I have a feeling Assembly Square is gonna be a huge success!
Winning awards is not the same thing as succeeding, though...
I really like the design of this place so far, but I have the feeling that Assembly Square will be a glorified outlet mall. Nice design, no soul. I'll spend my money elsewhere.
I know what chumbolly is saying. I am a huge Assembly Square supporter, but I feel like when one developer builds a whole neighborhood at once, it can feel a little "created" and "antiseptic". Like a disney-fied version of a neighborhood. Especially when it's filled with lots of national retailers. Part of what makes many of our urban neighborhoods so interesting and desirable is the the local stores and mix of older and newer buildings. The developer is definitely doing a nice job with the building type mix (although obvious the age thing can't really be controlled), but the big question I have is how to make it feel less like living in an outlet mall?
Jacobs would say that a neighborhood built all at once from scratch is already-dead (except in much more poetic terms). There's no substitute for a mix of building ages.
I really want Assembly Row to work, but I can't help thinking that it's going to turn into Santana Row.
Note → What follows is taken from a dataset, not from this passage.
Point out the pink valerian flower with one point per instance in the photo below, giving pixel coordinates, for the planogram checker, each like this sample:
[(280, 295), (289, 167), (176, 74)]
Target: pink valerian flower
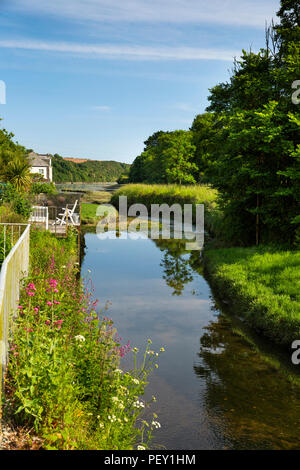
[(31, 286), (53, 283), (30, 293), (122, 350), (52, 263)]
I noticed references to Santana Row in the Assembly Row design guidelines. I happened to visit that place this past summer, so I have some impressions about it.
The first thing you noticed about Santana Row upon arriving are the vast acres devoted to free single and multi-level parking structures. You will, of course, be arriving by car -- because like most everything in San Jose, it is in the middle of severe suburban sprawl.
Despite the existence of an extremely large amount of free parking, Santana Row itself is built on a fairly wide road: at least 4 lanes, sometimes 6, on an estimated 70 foot right-of-way. As a result, there are large numbers of cars cruising up and down the street, ostensibly looking for street parking, though possibly just sightseeing.
Although the stores were not to my taste, there were a good number of people walking around there. In fact, the area had largely the same appeal as a typical shopping mall, except without a roof. In case it did rain, there was also an indoor shopping mall immediately adjacent to the area, on the other side of a large road at one end of the development.
In terms of creating a destination in the largely pedestrian-challenged South Bay area, Santana Row does appear to have been a success. If the goal was creating an actual neighborhood, it would be a complete failure. People drive their cars to walk around there, possibly shop, possibly eat, and then go home. The amenities are oriented towards the needs of a shopping mall, not a place where people regularly live and work in diverse settings. And it is not Transit-Oriented Development.
I do not know to what extent Santana Row may have influenced the design of Assembly Square. I am hoping, for the sake of the city, that it was minimal.
There's already a Super Stop and Shop more or less there. It just needs a better pedestrian connection (current iteration sucks).
These are my notes, from nearly 3 years ago, about visiting Santana Row,
Hey if there are enough people who want to live in Assembly Square, as Disneyfied as it may be, that's perfectly fine with me! I'm just hoping there are enough people who genuinely want this!
Also, it's not ideal from an urbanistic standpoint, but they could put a grocer into the old circuit city.